Colorado Politics

Social-media threats over ‘red flag’ gun bill prompts lawmaker to notify law enforcement

State Rep. Cole Wist was in the Colorado House Judiciary Committee Thursday night when he left unexpectedly and was soon replaced on the panel by House Minority Leader Patrick Neville of Castle Rock.

Wist, a Republican from Centennial, has weathered a barrage of negative posts and tweets all week for his sponsorship of a “red flag” bill to at least temporarily seize guns from those deemed by law enforcement to be a threat to others.

These posts went farther beyond policy and politics, and Wist is a husband, father and lawyer who advises companies to take workplace violence very seriously.

“The threats were and hostile and intimidating,” he told Colorado Politics. “I considered them serious enough to turn them over to law enforcement.”

State troopers at the Capitol told him to go home and be with his family.

Details about the investigation were not available Friday, and Wist declined to provide the posts or name the person threatening him. He said he wanted to let law enforcement do its job.

House Bill 1436 was heard Friday night in the House, and will go to the state Senate, where most expect Republicans to kill it in committee, if for no other reason than to avoid putting other GOP members at odds with the party’s pro-Second Amendment base.

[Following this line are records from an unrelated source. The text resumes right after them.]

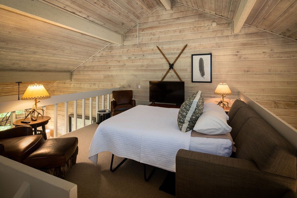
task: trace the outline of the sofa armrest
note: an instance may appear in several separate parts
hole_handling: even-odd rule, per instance
[[[261,171],[253,162],[180,149],[176,197],[279,198],[296,190],[296,180]]]
[[[288,191],[282,198],[297,198],[297,193],[291,191]]]
[[[33,134],[33,130],[30,126],[20,126],[0,131],[0,140]]]
[[[5,153],[5,149],[4,148],[4,145],[1,143],[0,143],[0,155],[3,157],[7,157],[6,154]]]
[[[136,106],[136,102],[135,101],[135,100],[133,100],[133,99],[131,100],[131,101],[130,101],[130,103],[133,107],[135,107]]]

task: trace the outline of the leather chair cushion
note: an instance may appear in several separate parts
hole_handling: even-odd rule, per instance
[[[0,140],[0,143],[4,145],[7,157],[21,162],[40,146],[43,140],[42,136],[35,135]]]
[[[133,97],[132,90],[113,91],[113,100],[116,101],[116,106],[121,104],[129,103]]]
[[[133,107],[133,105],[129,103],[126,103],[117,105],[113,108],[114,110],[127,110]]]
[[[62,166],[74,153],[78,142],[75,137],[47,140],[23,163],[35,168]]]

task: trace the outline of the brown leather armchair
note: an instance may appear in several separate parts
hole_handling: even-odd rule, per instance
[[[132,90],[121,90],[112,92],[110,110],[112,116],[126,111],[136,106]]]
[[[0,155],[63,178],[76,161],[77,137],[52,138],[43,141],[32,135],[30,126],[0,131]]]
[[[43,141],[42,135],[33,135],[33,131],[30,126],[20,126],[0,131],[1,155],[21,163]]]

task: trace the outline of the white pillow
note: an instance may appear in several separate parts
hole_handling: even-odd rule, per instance
[[[220,113],[226,117],[227,120],[229,119],[229,116],[225,112],[222,107],[213,103],[206,103],[203,104],[203,112],[208,111],[213,111]]]
[[[204,112],[193,129],[199,133],[208,135],[225,134],[232,129],[227,123],[226,117],[213,111]]]

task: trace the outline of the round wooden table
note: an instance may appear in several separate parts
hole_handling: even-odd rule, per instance
[[[20,119],[14,122],[12,124],[16,126],[24,125],[31,126],[34,129],[34,135],[37,134],[37,127],[41,126],[42,127],[42,135],[43,137],[43,139],[44,140],[45,140],[47,139],[46,137],[46,132],[45,132],[45,125],[48,123],[48,121],[50,119],[50,117],[49,116],[44,116],[43,118],[39,116],[37,120],[36,121],[32,121],[31,120],[30,118],[27,118],[25,120],[30,121],[29,123],[22,123],[20,121],[24,120],[24,119]]]

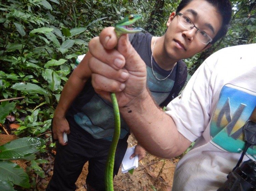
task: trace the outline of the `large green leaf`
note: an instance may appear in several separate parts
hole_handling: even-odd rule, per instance
[[[41,2],[39,3],[42,5],[44,6],[47,9],[49,10],[52,10],[53,7],[52,7],[52,5],[49,3],[48,1],[46,0],[41,0]]]
[[[53,29],[47,27],[42,27],[38,29],[35,29],[30,31],[30,32],[29,33],[29,36],[36,36],[36,35],[35,34],[36,33],[46,34],[52,32],[53,30]]]
[[[66,37],[68,37],[71,36],[71,33],[70,31],[69,31],[68,29],[64,27],[61,27],[61,29],[62,30],[62,33],[63,33],[63,35]]]
[[[5,117],[13,111],[15,107],[15,102],[5,101],[0,105],[0,122],[3,123]]]
[[[74,40],[68,39],[63,42],[63,43],[60,46],[60,48],[68,49],[72,47],[75,43]]]
[[[84,27],[77,27],[72,29],[70,30],[71,36],[80,34],[85,31],[86,30],[86,29]]]
[[[12,183],[0,180],[0,190],[1,191],[15,191]]]
[[[44,141],[39,138],[23,137],[12,141],[0,146],[0,160],[20,159],[39,151]]]
[[[57,0],[49,0],[52,2],[53,2],[54,3],[57,3],[57,4],[59,4],[59,1],[57,1]]]
[[[12,52],[16,50],[21,50],[22,49],[23,45],[21,44],[16,44],[15,43],[8,43],[5,47],[8,52]]]
[[[25,32],[25,31],[23,29],[23,26],[18,23],[16,22],[13,23],[15,26],[16,27],[16,29],[17,31],[19,32],[19,33],[22,36],[24,36],[26,34],[26,33]]]
[[[13,85],[11,88],[29,93],[39,93],[46,96],[48,96],[49,94],[49,92],[44,88],[36,84],[31,83],[27,83],[27,84],[23,82],[16,83]]]
[[[89,27],[89,26],[90,26],[92,24],[95,23],[96,22],[98,22],[98,21],[99,21],[99,20],[102,20],[102,19],[105,19],[106,18],[108,18],[107,17],[102,17],[102,18],[100,18],[99,19],[96,19],[96,20],[94,20],[94,21],[93,21],[93,22],[92,22],[90,23],[89,23],[89,24],[88,24],[87,26],[86,26],[85,27],[85,28],[86,28],[86,29],[87,29],[87,27]]]
[[[53,70],[48,68],[42,74],[43,77],[48,82],[50,89],[53,91],[59,87],[61,82],[60,77]]]
[[[59,65],[61,65],[61,64],[63,64],[67,61],[68,60],[64,59],[62,59],[62,58],[58,60],[56,60],[54,59],[52,59],[46,63],[44,65],[44,67],[47,68],[50,66],[59,66]]]
[[[47,34],[45,34],[45,36],[47,37],[47,38],[51,40],[53,43],[57,47],[59,47],[60,46],[60,45],[59,44],[59,42],[57,39],[56,35],[55,35],[52,32],[49,33]]]
[[[10,161],[0,161],[0,180],[27,188],[30,187],[27,173],[17,164]]]

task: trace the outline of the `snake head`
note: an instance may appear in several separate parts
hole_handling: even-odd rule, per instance
[[[135,33],[141,31],[140,28],[133,29],[129,27],[129,26],[132,24],[137,20],[142,17],[142,15],[140,14],[129,15],[125,17],[117,24],[115,27],[115,30],[117,34]]]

When the bill was debated on the House floor Wednesday night, Wist told the chamber he lives less than two miles from where Douglas County Sheriff’s Deputy Zackari Parrish was ambushed and killed on Dec. 31 by a man known to be mentally unstable and had made threats against law enforcement before.

He was joined in supporting the red-flag bill by House Assistant Majority Leader Alec Garnett, D-Denver, the son of former Boulder County DA Stan Garnett.

Other Republicans also support the bill, including Douglas County Sheriff Tony Spurlock and local District Attorney George Brauchler, who prosecuted James Holmes, the 2012 Aurora theater shooter. Brauchler is the lone Republican running for state attorney general.

The bill was introduced at a press conference Monday and Tuesday night, House Republicans met and entertained a motion to remove Wist as assistant minority leader, effectively the second-in-command in the caucus. The members never voted, but several House Republicans have said Wist has enough, if not a large majority of support, to have survived the vote.

Wist has apologized for not talking to members of the caucus first, before sponsoring the bill, but has been resolute in his support for allowing law enforcement or the courts to intervene when somebody who is armed demonstrates they are a potential threat.

Opponents of the red flag bill contend the issue is not about violence but about the government’s discretion to disarm someone over a crime that has not happened.